A big reason why San Diego’s economy remains stuck in second gear is a marked decline in household formation, according to a new report from think tank National University System Institute for Policy Research.
Before the recession, the number of people per household in San Diego was about 2.7 persons, but it’s risen to 2.8 persons this year. That one-tenth of a point is significant because it translates to some 6,000 new households formed rather than the 27,500 that would have formed had the area maintained the historic average, the report says.
The reduced number affects new construction and reduced need for financing services, both of which used to be big drivers of the local economy.
“The combination of lower household formation, high unemployment and tightened lending standards crushed the local residential building economy,” said Kelly Cunningham, the NUSIPR economist who authored the report.
Using data on new building permits, last year the region created 8,315 units, yet that’s only about half of the average of 15,000 to 16,000 new units created from 1990 to 2006, the report said.
The report found that the key reason behind the lower household formation is because younger people aren’t leaving the nest. Pre-recession, 27 percent of 18- to 34-year-olds lived with their parents. Today that share is up to 31 percent, not because they prefer the arrangement but because they can’t find a decent job, the report said.

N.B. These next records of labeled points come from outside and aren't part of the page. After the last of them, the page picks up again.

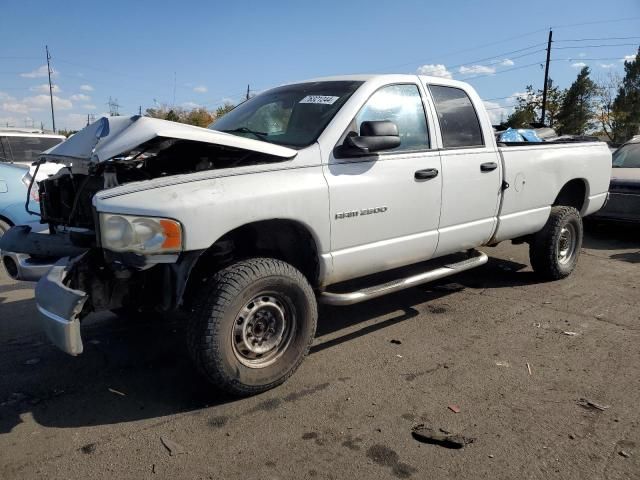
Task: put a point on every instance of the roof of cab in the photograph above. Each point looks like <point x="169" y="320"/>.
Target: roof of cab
<point x="14" y="132"/>
<point x="393" y="77"/>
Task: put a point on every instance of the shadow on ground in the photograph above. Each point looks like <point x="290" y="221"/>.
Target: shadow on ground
<point x="613" y="236"/>
<point x="133" y="370"/>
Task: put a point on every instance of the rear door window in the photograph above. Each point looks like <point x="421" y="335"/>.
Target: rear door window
<point x="458" y="118"/>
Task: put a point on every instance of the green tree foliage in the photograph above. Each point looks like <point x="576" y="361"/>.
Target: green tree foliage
<point x="172" y="116"/>
<point x="626" y="106"/>
<point x="525" y="111"/>
<point x="529" y="107"/>
<point x="226" y="108"/>
<point x="577" y="112"/>
<point x="198" y="116"/>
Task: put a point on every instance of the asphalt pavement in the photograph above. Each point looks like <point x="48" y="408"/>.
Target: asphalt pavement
<point x="545" y="379"/>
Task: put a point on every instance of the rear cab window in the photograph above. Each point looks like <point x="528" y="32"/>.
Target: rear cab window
<point x="459" y="123"/>
<point x="24" y="149"/>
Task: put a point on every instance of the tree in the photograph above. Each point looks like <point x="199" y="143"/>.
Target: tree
<point x="525" y="111"/>
<point x="555" y="96"/>
<point x="529" y="107"/>
<point x="626" y="106"/>
<point x="577" y="111"/>
<point x="172" y="116"/>
<point x="604" y="99"/>
<point x="226" y="108"/>
<point x="200" y="117"/>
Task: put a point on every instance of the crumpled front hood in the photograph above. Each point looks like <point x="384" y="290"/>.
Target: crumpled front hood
<point x="110" y="137"/>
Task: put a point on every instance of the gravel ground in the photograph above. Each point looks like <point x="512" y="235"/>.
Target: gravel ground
<point x="348" y="412"/>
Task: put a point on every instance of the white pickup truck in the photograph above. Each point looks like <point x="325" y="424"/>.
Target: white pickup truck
<point x="330" y="190"/>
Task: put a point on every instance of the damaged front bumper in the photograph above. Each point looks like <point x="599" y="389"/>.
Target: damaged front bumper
<point x="59" y="307"/>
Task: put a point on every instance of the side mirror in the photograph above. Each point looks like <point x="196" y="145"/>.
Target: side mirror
<point x="374" y="136"/>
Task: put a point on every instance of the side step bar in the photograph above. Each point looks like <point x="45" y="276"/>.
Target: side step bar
<point x="477" y="259"/>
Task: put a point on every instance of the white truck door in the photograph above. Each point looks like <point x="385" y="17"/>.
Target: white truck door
<point x="471" y="172"/>
<point x="385" y="207"/>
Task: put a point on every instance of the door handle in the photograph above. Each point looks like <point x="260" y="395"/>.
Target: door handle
<point x="426" y="174"/>
<point x="488" y="167"/>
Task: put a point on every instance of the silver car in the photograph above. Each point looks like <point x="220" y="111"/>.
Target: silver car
<point x="624" y="189"/>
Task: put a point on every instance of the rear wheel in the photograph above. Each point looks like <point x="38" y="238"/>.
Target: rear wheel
<point x="555" y="249"/>
<point x="252" y="325"/>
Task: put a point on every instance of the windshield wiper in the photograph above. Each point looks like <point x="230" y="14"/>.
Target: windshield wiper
<point x="260" y="135"/>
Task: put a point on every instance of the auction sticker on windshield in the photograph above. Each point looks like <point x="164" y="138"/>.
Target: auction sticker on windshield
<point x="319" y="99"/>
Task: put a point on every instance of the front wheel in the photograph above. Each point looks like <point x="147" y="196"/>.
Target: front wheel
<point x="4" y="227"/>
<point x="252" y="325"/>
<point x="555" y="249"/>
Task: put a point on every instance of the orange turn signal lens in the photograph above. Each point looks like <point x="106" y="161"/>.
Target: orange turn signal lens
<point x="172" y="233"/>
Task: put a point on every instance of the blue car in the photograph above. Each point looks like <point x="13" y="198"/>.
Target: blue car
<point x="14" y="183"/>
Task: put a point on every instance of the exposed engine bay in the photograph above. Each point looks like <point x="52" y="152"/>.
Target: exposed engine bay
<point x="66" y="198"/>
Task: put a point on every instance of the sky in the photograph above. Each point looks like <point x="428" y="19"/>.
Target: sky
<point x="144" y="54"/>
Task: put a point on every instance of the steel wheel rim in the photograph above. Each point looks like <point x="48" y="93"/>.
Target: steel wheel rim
<point x="567" y="243"/>
<point x="262" y="330"/>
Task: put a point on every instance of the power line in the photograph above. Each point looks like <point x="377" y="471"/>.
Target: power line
<point x="595" y="22"/>
<point x="598" y="46"/>
<point x="596" y="39"/>
<point x="505" y="70"/>
<point x="504" y="54"/>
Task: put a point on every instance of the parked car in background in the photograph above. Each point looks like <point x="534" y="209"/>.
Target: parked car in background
<point x="14" y="181"/>
<point x="23" y="146"/>
<point x="624" y="189"/>
<point x="306" y="192"/>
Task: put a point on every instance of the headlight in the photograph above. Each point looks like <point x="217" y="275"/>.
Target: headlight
<point x="125" y="233"/>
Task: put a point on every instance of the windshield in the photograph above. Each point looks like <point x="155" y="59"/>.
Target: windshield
<point x="627" y="156"/>
<point x="24" y="149"/>
<point x="293" y="115"/>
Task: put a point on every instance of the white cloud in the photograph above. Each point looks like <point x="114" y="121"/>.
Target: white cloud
<point x="190" y="105"/>
<point x="33" y="104"/>
<point x="435" y="70"/>
<point x="517" y="96"/>
<point x="497" y="112"/>
<point x="477" y="69"/>
<point x="39" y="72"/>
<point x="12" y="106"/>
<point x="80" y="97"/>
<point x="44" y="88"/>
<point x="73" y="121"/>
<point x="39" y="102"/>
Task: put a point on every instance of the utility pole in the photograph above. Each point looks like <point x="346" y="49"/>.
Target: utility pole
<point x="546" y="78"/>
<point x="113" y="107"/>
<point x="53" y="117"/>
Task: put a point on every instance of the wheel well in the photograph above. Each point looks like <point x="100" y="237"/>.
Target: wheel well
<point x="573" y="194"/>
<point x="285" y="240"/>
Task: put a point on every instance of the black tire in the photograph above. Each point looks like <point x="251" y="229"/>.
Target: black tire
<point x="229" y="308"/>
<point x="4" y="226"/>
<point x="555" y="249"/>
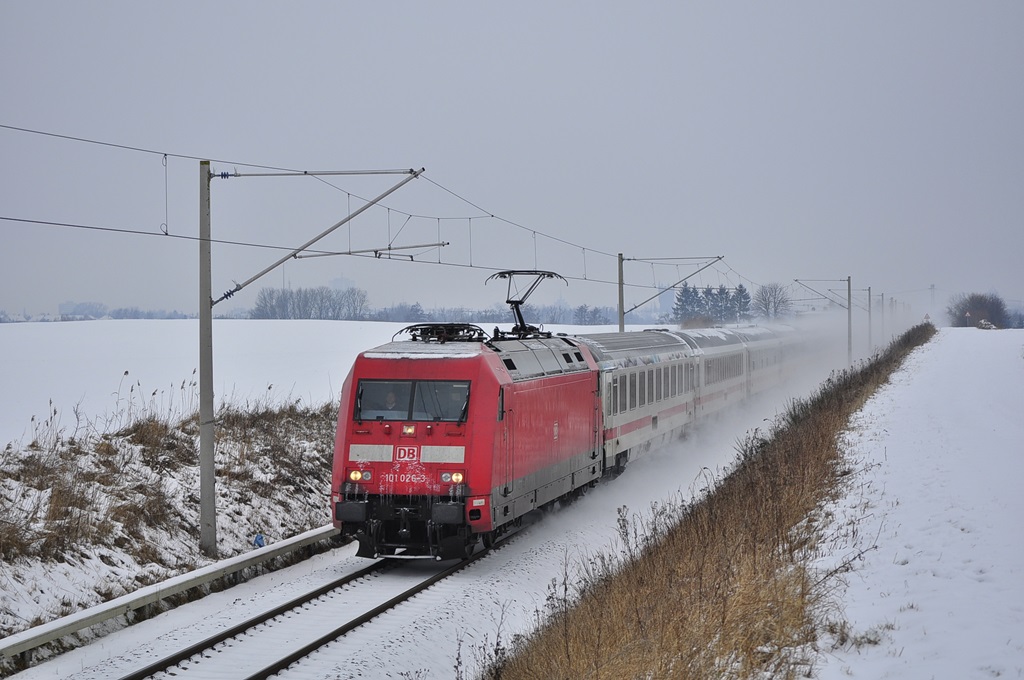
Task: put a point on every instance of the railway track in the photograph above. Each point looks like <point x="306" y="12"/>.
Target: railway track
<point x="272" y="640"/>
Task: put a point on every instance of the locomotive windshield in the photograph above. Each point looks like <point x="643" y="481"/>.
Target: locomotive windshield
<point x="430" y="400"/>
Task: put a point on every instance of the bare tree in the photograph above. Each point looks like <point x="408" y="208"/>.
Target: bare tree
<point x="772" y="301"/>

Even among those younger people who are employed, many don’t feel that secure and are carrying excess debt from student loans, severely limiting the amount they can spend on rent or a mortgage payment, the report said.
“Whatever the cause, the result is they are delaying signing a lease or getting a mortgage,” Cunningham said.
Until rates of household formation return to historic averages, the economy will likely remain stuck, and unlikely to be the jobs engine it had been in the past, he said.